In Great Britain, the opposition party and environmental organizations have long called for a bill setting regular carbon emissions reduction targets. No surprise there. The surprise is that such a bill may be introduced by the Government.

Why would a conservative government introduce such a bill? Add up the overwhelming scientific evidence, growing awareness of the economic costs of inaction (see previous post), and, perhaps most importantly, a growing public consensus that our planet is really in grave danger, and the arithmetic becomes pretty compelling to almost any politician.

I say “almost any politician” of course because I live in the United States.

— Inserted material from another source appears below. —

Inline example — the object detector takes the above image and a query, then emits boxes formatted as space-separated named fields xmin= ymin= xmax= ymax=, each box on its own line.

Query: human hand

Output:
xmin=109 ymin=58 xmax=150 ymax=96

The advantages of passing laws to enforce socially desirable ends has a long history of success in general, and in solving environmental problems in particular. The problem with voluntary action in a free market economy is that no one wants (or can afford to) be first. No automaker wants to be the first to make slightly more expensive cars with better gas mileage – they fear they’ll go out of business if consumers choose their competitors’ cheaper equivalents. A law raising fuel efficiency standards, on the other hand, puts everyone on a level playing field AND gets automakers into competition with each other to invent the most efficient means to the end. Everyone wins. Using the law as the stick got us out of our smog problem and is well on its way to solving the ozone problem.

We can go a long way toward limiting global warming by just passing a law limiting carbon emissions by the power and transportation industries, and then sitting back and watching the free market economy go to work on the problem.